Post Covid-19, the difficult business operating environment will put further pressure on the occupancy and rental levels of the office, retail and hotel / leisure sub-sectors, according to Knight Frank Malaysia.
Sarkunan Subramaniam, Managing Director of Knight Frank Malaysia said that there is a need for direct intervention in the commercial property market to help in the recovery process as the current measures are limited.
“It must be recognised that prior to the pandemic, the market was already lacklustre and with all non-essential services and businesses grinding to a halt during this 6-week long MCO, it is bound to head further south,” he said.
Private healthcare businesses are also not spared, Subramanium pointed out, with many experiencing lower occupancies as local patients delay non-urgent treatments while the entry of foreign patients contributing to the country’s medical tourism industry are affected by travel restrictions and lockdown of countries.

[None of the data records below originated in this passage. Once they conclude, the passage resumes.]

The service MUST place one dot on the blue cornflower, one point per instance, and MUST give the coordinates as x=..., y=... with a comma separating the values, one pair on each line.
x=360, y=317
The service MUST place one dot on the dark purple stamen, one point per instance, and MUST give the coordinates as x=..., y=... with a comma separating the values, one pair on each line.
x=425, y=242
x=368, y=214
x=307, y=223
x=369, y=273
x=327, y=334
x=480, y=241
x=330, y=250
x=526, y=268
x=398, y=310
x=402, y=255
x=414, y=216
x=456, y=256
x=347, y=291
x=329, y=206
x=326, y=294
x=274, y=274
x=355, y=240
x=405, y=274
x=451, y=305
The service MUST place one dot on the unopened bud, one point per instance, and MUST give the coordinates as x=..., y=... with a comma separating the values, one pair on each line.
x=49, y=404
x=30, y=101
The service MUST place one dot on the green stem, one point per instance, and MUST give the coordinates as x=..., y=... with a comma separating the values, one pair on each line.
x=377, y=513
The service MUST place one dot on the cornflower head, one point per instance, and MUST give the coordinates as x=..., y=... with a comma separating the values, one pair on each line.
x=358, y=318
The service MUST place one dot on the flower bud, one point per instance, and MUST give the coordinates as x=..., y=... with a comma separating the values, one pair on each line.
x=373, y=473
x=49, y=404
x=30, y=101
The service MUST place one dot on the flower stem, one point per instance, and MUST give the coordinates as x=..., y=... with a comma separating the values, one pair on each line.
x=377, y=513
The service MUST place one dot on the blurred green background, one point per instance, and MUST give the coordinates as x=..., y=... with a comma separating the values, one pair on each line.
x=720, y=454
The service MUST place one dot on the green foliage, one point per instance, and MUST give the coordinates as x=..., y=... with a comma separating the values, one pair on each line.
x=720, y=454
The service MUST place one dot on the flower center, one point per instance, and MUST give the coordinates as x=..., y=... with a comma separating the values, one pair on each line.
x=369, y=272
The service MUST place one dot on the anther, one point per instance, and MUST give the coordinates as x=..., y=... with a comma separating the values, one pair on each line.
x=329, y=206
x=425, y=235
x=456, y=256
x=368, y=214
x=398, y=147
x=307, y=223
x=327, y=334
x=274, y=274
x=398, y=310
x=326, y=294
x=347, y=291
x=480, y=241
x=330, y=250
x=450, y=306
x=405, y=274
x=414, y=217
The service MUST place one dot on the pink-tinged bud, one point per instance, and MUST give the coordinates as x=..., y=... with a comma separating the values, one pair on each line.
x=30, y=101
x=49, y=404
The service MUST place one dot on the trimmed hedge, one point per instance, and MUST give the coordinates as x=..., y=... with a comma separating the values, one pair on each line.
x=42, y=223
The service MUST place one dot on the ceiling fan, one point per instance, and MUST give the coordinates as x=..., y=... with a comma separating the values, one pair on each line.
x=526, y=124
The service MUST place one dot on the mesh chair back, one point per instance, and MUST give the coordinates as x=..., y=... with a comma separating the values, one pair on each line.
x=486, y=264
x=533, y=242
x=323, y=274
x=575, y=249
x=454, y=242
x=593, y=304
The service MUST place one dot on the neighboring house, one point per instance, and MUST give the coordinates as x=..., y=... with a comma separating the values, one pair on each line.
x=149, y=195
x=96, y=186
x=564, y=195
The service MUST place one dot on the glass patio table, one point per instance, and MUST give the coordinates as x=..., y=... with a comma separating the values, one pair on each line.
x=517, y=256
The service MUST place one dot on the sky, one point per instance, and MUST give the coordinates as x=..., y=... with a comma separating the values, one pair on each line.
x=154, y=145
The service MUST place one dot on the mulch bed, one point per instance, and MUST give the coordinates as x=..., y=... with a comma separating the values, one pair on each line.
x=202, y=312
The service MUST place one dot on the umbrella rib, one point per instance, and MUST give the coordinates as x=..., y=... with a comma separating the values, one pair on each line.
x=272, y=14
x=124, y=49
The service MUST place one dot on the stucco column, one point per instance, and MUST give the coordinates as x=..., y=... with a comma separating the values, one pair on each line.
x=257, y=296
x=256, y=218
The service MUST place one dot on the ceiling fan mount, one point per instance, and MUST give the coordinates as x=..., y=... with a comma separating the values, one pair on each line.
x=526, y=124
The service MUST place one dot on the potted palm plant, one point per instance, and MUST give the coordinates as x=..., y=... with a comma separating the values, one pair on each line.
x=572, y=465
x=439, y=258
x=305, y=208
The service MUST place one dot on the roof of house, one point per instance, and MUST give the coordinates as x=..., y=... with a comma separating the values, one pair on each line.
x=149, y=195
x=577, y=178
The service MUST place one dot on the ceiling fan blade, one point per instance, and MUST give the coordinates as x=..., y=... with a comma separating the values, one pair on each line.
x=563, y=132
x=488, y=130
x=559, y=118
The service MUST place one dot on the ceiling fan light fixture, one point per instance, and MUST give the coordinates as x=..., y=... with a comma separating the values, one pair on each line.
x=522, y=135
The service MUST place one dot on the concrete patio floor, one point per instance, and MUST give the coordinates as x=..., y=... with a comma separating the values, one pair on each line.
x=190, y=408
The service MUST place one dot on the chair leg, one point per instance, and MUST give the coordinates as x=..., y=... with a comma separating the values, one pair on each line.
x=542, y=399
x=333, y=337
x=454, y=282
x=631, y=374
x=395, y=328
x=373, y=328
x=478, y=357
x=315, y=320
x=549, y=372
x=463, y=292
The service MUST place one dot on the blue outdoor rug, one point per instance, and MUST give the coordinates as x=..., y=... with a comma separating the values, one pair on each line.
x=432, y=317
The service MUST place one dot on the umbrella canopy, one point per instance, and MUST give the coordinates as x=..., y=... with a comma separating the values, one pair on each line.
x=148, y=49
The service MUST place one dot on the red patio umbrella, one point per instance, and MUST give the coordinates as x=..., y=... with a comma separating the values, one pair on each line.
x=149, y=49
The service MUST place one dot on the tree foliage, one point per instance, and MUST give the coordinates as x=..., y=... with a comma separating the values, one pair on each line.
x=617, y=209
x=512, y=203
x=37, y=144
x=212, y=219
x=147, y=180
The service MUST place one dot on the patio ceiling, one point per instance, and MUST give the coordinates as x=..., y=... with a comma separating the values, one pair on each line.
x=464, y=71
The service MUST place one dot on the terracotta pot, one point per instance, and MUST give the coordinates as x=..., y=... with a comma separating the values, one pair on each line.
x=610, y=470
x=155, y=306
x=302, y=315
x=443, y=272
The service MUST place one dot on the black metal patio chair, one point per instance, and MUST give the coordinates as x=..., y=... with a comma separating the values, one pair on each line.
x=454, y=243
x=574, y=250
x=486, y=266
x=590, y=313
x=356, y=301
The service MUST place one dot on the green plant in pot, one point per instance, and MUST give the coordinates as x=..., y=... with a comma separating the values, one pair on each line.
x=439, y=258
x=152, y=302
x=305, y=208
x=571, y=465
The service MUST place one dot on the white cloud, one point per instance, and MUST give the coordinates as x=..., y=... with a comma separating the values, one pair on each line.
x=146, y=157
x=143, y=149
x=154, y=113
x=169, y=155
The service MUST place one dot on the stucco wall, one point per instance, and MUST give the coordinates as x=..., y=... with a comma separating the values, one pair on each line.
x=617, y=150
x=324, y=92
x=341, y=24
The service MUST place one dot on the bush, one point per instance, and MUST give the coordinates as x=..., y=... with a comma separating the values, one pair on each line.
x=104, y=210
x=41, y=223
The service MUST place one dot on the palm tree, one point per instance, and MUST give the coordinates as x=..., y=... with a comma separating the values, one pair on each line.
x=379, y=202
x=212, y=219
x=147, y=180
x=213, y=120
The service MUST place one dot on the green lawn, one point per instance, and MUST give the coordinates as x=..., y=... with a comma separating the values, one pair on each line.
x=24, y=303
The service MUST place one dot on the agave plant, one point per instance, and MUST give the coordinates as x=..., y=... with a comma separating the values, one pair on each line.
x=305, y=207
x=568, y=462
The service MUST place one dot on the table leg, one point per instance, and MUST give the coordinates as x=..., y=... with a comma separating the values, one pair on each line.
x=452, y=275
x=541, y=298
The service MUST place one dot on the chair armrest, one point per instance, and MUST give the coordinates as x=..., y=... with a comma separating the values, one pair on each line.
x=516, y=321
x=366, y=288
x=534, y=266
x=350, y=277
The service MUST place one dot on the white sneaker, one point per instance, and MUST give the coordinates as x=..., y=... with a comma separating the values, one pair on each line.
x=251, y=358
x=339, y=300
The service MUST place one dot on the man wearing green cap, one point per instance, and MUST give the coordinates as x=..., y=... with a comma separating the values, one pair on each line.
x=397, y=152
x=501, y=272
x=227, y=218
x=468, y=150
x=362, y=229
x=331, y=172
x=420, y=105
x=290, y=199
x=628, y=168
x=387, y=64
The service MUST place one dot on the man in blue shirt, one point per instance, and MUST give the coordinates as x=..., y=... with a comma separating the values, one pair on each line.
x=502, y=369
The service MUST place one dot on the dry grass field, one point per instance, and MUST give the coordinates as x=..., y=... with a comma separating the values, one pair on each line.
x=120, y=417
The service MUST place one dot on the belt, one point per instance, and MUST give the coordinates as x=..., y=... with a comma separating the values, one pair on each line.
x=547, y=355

Beside this, he hopes the government will also consider waiving the property taxes such as quit rent and assessment for the second half of 2020, and reduce the stamp duty to cushion the impact of Covid-19 on the Malaysia property market.
“It is also timely for the government to lift the cooling measures to spur transactional activity and encourage long-term investment,” Subramaniam said.
In its Malaysia Commercial Real Estate Investment Sentiment Survey (CREISS) 2020, the property consultancy firm found that with the exception of the healthcare sub-sector, over 50 percent of respondents expect capital values for all sub-sectors to remain stagnant in 2020.
The survey which was conducted in February 2020, gathered insights and preferences of developers, commercial lenders and fund/REIT managers in the commercial sector for 2020.
The survey revealed that about 41 percent and 60 percent of the respondents expect an increase in capital values for the logistics/industrial and healthcare segments respectively.
Meanwhile, close to 30 percent of respondents expect values of office and retail assets to decline in 2020.
Some 60 percent of respondents expect rentals of retail space to fall, while 46 percent expect rentals to trend down for the office segment.
On a final note, the firm said the magnitude of Covid-19 effects upon the real estate market is currently unknown and will largely depend on both the scale and longevity of the outbreak.